Following the devastating 2010 earthquake in Haiti, Libraries Without Borders (LWB) responded to requests from Haitian institutions and sent an emergency mission to the country. At this time, we were shocked by the number of individuals from France, Europe and North America asking : is giving Haitians the opportunity to read and write, as well as providing access to information really a priority ?
The fulfillment of basic needs is undoubtedly the first priority in humanitarian situations. Yet from LWB’s work in Haiti, we know that access to books and information resources improves outcomes for displaced persons. Books and expression help sustain intellectual stimulation and promote self-worth and resilience amid crisis. Whether through books, computers, legal assistance or training, access to information and cultural resources empowers individuals and gives them the tools to reconstruct what has been lost. Furthermore, libraries can improve communication within communities and among aid workers by providing phones, community mapping tools, and places for family reunification and community organizing. These types of resources can also play a decisive role in restoring a sense of normality in post-emergency situations.
And while numerous international guidelines for humanitarian assistance do affirm the importance of basic education within humanitarian settings, these guidelines should also include access to books and information as a priority for disaster victims.

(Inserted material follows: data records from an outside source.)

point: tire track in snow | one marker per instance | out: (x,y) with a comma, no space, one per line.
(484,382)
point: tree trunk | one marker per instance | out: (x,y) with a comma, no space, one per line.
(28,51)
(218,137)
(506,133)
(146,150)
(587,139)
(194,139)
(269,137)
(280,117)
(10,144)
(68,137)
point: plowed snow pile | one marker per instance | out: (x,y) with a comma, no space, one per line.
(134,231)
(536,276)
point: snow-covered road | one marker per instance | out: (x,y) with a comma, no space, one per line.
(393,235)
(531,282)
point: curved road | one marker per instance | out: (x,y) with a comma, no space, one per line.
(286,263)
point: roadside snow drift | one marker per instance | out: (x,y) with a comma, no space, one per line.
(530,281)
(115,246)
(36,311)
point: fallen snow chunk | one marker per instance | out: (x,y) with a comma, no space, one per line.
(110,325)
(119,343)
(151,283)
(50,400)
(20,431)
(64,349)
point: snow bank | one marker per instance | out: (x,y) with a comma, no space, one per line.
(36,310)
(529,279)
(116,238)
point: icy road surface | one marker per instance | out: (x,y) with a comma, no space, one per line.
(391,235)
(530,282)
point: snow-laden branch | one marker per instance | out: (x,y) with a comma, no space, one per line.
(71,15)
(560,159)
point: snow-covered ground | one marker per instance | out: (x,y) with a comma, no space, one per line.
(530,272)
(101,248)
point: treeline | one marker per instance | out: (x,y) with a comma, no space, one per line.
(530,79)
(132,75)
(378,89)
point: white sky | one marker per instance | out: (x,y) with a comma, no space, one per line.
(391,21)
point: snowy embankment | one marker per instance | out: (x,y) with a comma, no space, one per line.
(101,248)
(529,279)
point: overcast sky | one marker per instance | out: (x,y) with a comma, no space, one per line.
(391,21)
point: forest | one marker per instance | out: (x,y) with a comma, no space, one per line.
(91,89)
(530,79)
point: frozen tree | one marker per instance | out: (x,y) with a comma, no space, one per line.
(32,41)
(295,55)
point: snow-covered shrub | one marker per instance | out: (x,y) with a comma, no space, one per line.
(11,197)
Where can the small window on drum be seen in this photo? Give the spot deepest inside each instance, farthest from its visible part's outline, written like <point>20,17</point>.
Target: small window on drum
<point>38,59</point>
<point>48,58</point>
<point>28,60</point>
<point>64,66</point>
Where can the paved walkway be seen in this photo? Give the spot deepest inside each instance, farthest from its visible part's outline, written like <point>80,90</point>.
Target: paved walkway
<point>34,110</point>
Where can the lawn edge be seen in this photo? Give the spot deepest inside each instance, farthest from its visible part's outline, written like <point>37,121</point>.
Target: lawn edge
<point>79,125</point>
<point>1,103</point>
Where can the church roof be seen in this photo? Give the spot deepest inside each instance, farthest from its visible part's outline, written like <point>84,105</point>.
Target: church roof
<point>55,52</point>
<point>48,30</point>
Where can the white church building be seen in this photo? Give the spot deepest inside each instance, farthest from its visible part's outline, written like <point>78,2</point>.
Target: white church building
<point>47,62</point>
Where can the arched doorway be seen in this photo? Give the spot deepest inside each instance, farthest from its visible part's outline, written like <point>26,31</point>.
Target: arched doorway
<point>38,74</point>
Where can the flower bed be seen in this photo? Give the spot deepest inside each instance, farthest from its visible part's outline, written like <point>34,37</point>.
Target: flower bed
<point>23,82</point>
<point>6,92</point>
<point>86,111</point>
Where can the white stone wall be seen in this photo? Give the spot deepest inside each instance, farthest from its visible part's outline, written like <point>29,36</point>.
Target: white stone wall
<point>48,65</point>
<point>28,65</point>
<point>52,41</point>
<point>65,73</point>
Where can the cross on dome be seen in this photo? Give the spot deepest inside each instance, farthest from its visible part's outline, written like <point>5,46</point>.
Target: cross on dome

With the strong belief that books, writing, and learning should not be denied to victims of humanitarian disasters, Libraries Without Borders, through this call to action, seeks to increase awareness about the need for access to information and books in post-disaster situations. Furthermore, LWB calls on international organizations to 1) expand reading, cultural and educational programs, which activate the human spirit and help individuals cope with trauma; and 2) make the provision of access to information and books a priority for international humanitarian relief.